We can parametrize such distributions just by their $$x$$- and $$y$$-coordinates, since their $$z$$-coordinate is given by $$z=1-x-y$$. This allows us to plot functions $$f$$ that vary over the set of probability distributions on three letters in $$\mathbb{R}^3$$: for each valid choice of $$(x,y)$$ coordinates, we plot the number $$f(x,y,1-x-y)$$ at the point $$(x,y)$$. One particular function of probability distributions that I’m interested in is the $$\alpha$$-Rényi entropy. When considering probability distributions on three letters, it’s given by $H_\alpha( \vec p) = \frac{1}{1-\alpha}\log(x^\alpha + y^\alpha + z^\alpha)$ where $$\vec p = (x,y,z)$$, and $$\alpha \in (0,1)\cup(1,\infty)$$ is a parameter. From this function, we can define another function of probability measures, $\Delta_\varepsilon(\vec p) = \max_{ \vec q \in B_\varepsilon( \vec p) } H_\alpha (\vec q) - H_\alpha(\vec p),$ where $$B_\varepsilon(\vec p)$$ is called the $$\varepsilon$$-ball around $$\vec p$$, and consists of all probability measures which are $$\varepsilon$$-close to $$\vec p$$ in total variation distance. For example if $$\vec r = (0.21, 0.24, 0.55)$$, then $$B_\varepsilon(\vec r)$$ is given by the filled purple hexagon in Figure 2: $$B_\varepsilon(\vec r)$$ is the purple hexagon.

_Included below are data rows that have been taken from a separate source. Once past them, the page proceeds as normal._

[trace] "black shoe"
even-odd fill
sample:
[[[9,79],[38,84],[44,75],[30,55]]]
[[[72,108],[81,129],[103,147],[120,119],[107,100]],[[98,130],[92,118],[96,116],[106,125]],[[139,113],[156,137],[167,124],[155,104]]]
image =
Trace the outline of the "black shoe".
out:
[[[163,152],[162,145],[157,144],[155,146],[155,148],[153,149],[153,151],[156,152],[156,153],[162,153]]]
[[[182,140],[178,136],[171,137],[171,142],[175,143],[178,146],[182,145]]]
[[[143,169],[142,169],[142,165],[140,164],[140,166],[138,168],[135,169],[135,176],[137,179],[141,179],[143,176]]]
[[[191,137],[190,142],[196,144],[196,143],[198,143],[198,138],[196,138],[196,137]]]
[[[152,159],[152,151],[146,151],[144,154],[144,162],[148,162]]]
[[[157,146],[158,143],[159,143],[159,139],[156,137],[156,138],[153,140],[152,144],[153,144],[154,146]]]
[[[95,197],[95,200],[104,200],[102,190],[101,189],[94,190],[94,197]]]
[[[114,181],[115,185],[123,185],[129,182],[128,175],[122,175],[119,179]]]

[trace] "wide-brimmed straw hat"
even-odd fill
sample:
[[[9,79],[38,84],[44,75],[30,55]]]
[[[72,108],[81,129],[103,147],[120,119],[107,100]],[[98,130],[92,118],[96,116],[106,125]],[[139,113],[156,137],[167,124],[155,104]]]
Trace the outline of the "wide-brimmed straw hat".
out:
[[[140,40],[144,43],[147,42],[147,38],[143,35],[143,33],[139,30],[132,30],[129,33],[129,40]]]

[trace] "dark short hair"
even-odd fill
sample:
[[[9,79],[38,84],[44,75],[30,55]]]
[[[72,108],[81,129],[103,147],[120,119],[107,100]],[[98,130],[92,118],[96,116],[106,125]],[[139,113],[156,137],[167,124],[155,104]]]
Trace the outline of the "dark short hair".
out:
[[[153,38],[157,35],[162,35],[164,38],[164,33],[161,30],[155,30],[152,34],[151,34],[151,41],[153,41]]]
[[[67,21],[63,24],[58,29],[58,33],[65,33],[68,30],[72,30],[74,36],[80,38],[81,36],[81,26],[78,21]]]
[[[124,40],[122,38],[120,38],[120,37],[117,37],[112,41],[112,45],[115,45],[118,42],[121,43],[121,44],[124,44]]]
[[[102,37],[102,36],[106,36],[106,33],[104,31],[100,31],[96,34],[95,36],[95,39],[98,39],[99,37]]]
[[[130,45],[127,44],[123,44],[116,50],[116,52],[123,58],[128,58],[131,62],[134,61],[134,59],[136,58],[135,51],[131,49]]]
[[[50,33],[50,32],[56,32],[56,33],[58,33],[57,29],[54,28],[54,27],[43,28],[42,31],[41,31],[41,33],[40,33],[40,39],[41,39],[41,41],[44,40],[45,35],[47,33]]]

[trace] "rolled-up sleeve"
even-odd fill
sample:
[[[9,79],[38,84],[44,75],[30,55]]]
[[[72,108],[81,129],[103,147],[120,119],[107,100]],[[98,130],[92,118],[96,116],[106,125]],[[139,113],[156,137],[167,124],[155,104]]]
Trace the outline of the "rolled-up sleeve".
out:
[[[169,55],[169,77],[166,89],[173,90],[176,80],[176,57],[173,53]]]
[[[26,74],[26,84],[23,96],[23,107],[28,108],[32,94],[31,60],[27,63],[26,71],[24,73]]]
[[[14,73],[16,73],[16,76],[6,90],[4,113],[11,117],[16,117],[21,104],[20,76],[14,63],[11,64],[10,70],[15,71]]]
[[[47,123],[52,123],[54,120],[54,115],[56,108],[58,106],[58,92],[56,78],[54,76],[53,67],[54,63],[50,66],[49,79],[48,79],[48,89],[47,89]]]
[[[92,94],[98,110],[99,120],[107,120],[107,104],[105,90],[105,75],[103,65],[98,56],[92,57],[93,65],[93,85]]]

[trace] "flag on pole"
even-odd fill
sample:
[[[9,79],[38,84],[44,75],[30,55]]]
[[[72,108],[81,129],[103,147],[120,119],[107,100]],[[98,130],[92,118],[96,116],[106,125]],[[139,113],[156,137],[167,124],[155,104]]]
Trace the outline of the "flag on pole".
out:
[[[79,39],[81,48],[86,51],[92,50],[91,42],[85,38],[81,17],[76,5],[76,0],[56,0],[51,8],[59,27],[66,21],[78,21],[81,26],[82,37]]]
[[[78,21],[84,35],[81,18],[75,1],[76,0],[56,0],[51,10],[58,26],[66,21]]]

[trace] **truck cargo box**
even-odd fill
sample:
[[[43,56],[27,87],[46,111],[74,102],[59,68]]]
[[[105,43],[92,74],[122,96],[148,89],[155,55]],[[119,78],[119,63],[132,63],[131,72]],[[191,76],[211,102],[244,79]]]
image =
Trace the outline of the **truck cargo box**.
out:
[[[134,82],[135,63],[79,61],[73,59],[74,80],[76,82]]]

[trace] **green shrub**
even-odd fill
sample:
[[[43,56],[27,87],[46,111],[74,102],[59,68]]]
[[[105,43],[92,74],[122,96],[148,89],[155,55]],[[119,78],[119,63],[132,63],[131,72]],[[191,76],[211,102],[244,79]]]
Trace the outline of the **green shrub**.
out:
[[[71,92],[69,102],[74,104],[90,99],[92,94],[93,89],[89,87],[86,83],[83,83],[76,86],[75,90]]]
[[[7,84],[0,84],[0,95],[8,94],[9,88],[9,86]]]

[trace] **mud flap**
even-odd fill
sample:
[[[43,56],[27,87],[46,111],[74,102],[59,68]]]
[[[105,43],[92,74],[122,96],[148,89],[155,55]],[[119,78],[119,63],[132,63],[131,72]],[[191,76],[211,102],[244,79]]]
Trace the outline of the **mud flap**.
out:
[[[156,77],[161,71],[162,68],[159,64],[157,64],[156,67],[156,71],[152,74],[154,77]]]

It turns out that this maximum is achieved at one unique point; for the case before, it’s shown here: The maximizer of $$H_\alpha$$ over the ball $$B_\varepsilon(\vec r)$$ is the unlabelled black point at the bottom of the hexagon.

and we can write down a form for the maximizer. This allows us to plot the value of $$\Delta_\varepsilon$$ as it varies over the set of probability distributions, for a given $$\varepsilon$$ and $$\alpha$$. The quantity $$\Delta_\varepsilon$$ is useful for proving continuity bounds. I’ve included some of these plots of it below.

$$\Delta_\varepsilon$$ with $$\varepsilon = 0.1$$, for the $$\alpha$$-Rényi entropy with $$\alpha = 0.5$$.

$$\Delta_\varepsilon$$ with $$\varepsilon = 0.1$$, for the $$\alpha$$-Rényi entropy with $$\alpha = 1.5$$.

$$\Delta_\varepsilon$$ with $$\varepsilon = 0.1$$, for the $$\alpha$$-Rényi entropy with $$\alpha = 2.0$$.

$$\Delta_\varepsilon$$ with $$\varepsilon = 0.1$$, for the $$\alpha$$-Rényi entropy with $$\alpha = 3.0$$.